「うれしい」と言えばいいのに
「まあ、悪くはないけど」と言ってしまう
誰かが
自分のことを気にかけてくれたとき
手を差し伸べてもらったとき
欲しかったものを
自分に買ってあげようとしたとき
私たち世代の女性は
受け取る前に、つい遠慮してしまいます
私にはもったいない
迷惑をかけてはいけない
自分でやったほうが早い
そうやって、
与えることや頑張ることは
たくさん覚えてきたけれど
受け取ることは
あまり練習してこなかったのかもしれません
先日、
「家族の中にも、あなたが大切にしている時間が認識されている。

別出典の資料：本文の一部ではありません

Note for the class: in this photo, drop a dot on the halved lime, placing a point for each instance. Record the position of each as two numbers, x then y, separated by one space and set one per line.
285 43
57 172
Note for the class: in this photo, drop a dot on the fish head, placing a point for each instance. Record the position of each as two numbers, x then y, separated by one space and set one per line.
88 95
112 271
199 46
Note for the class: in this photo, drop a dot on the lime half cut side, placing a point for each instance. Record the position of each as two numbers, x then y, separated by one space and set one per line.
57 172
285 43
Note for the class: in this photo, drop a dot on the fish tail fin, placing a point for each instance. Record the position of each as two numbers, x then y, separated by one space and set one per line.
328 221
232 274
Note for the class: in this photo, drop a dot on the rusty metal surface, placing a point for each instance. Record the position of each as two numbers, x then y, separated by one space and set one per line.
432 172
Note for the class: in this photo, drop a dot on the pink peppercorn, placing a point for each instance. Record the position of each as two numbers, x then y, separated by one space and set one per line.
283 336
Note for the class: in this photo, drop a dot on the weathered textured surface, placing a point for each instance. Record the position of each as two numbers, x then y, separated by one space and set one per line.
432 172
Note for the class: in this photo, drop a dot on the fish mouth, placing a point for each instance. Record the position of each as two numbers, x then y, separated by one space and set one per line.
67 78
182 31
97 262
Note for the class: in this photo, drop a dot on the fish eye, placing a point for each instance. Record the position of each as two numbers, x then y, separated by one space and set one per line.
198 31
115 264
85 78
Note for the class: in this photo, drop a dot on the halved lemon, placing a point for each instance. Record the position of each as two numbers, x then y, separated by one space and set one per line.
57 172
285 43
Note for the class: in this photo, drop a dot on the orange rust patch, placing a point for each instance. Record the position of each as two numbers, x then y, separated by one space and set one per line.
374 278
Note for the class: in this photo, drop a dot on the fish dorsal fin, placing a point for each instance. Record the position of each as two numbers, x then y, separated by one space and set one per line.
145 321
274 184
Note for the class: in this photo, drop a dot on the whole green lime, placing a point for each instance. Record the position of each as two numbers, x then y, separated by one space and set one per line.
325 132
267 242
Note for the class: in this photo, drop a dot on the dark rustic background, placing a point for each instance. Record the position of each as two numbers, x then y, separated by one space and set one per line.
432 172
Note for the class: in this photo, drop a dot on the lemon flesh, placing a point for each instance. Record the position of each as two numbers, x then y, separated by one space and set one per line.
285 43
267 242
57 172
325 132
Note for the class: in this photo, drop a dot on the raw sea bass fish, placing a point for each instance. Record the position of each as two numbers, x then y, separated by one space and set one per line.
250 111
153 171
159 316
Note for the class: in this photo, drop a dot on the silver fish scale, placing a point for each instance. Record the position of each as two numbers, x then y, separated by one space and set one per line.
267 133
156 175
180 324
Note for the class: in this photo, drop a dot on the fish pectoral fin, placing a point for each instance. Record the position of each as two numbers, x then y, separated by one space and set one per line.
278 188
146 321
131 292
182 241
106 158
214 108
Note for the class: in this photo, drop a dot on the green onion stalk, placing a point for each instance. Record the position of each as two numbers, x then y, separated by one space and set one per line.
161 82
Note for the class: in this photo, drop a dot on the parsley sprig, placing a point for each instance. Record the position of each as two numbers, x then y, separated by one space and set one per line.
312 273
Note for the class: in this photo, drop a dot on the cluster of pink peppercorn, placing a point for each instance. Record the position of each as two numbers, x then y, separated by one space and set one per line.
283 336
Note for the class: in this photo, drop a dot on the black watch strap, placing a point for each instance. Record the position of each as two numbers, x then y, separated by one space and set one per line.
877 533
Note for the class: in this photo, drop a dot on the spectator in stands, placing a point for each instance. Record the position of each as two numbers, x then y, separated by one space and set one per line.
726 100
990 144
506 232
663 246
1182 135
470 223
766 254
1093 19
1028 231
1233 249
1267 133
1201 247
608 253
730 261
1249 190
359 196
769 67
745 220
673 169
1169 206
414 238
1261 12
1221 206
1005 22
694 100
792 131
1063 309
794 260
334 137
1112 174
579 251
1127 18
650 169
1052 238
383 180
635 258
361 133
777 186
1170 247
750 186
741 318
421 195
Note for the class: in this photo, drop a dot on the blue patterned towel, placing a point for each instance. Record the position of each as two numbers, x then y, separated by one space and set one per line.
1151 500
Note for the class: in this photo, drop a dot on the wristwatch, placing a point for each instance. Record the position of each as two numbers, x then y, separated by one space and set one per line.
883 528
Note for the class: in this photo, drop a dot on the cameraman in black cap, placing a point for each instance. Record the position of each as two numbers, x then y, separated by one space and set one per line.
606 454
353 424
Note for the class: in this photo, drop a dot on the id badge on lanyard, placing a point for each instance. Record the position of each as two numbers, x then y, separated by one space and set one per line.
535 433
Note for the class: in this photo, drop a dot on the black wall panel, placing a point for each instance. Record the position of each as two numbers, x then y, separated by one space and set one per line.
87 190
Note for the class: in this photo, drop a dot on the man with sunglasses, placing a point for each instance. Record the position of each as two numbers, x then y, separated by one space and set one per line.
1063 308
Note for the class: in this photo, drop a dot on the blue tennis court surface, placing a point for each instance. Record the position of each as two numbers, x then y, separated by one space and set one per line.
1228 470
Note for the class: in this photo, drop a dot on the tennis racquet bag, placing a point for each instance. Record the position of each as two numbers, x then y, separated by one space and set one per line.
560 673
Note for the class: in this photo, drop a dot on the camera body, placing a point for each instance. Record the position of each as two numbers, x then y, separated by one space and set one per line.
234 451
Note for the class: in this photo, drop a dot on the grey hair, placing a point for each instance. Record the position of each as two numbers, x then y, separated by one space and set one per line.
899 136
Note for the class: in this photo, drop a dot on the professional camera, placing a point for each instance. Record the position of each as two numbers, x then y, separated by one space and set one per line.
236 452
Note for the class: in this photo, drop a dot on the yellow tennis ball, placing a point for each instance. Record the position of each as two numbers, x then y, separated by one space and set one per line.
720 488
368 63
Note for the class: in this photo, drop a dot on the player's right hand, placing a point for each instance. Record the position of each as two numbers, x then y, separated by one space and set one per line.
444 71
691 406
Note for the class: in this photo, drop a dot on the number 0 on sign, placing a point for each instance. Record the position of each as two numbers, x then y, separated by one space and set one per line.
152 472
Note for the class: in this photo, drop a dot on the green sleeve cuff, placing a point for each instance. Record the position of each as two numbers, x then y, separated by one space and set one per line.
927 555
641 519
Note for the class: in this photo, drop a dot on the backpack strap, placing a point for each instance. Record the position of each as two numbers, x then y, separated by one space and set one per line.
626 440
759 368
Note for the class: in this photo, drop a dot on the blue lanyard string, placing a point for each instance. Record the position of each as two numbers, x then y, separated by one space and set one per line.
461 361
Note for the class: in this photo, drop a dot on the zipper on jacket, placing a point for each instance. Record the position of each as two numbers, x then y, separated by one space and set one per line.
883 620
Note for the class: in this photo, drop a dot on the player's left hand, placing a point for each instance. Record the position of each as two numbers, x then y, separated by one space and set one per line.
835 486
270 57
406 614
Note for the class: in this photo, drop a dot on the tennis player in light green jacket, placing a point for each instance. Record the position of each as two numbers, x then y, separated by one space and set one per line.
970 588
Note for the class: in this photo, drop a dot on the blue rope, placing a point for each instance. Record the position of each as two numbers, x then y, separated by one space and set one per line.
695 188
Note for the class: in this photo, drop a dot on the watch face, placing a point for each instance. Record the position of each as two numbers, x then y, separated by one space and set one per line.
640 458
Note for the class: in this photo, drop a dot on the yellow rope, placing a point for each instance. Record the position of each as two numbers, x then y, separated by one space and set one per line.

それはどんな感じですか?」
そう尋ねたら
「悪くはない、かな」
という答えが返ってきました
「うれしい」でもなく
「ありがたい」でもなく
「悪くはない」
でも私は、その言葉を聞いて
この人は今、
受け取っている途中なのかもしれないと思いました
誰かから向けられた好意を
すぐに「うれしい」と受け取れない人がいます
そんな自分を
「私はかわいげがない」
「受け取り下手なんだ」
と思っている人もいるかもしれません
けれど、もしかしたら過去に
自分の気持ちを出すより
相手に合わせたほうが安全だった
自分で決めるより
誰かに委ねたほうが波風が立たなかった
そんなことがあったのかもしれません
そういう人にとって、
人から何かを受け取ることは
ただ「うれしい」だけではないのです
期待しても大丈夫?
あとで失わない?
何か返さなくてはいけない?
これは好意?それとも指示?
心のどこかで、安全を確かめてからでないと
受け取れない構造になっちゃってるんです
だから、無理に
「ありがたいと思わなくちゃ」と思わなくてもいい
「嫌ではない」
「悪くはない」
「少しうれしいかもしれない」
そのくらいからでいいんです
「悪くはない」って
何も受け取っていない言葉ではなく
拒まずに少しだけ扉を開けた証拠なのかもしれません
受け取るとは、
誰かにすべてを委ねることではなくて
自分の意思を持ったまま
「これは受け取ってもいい」
「ありがとうと言っても大丈夫」
と、自分で選ぶこと
あなたが最近、誰かにしてもらったことの中に、
「悪くはなかったな」と思えるものはありますか?
その小さな感覚は
受け取っている途中なのかもしれませんよ![]()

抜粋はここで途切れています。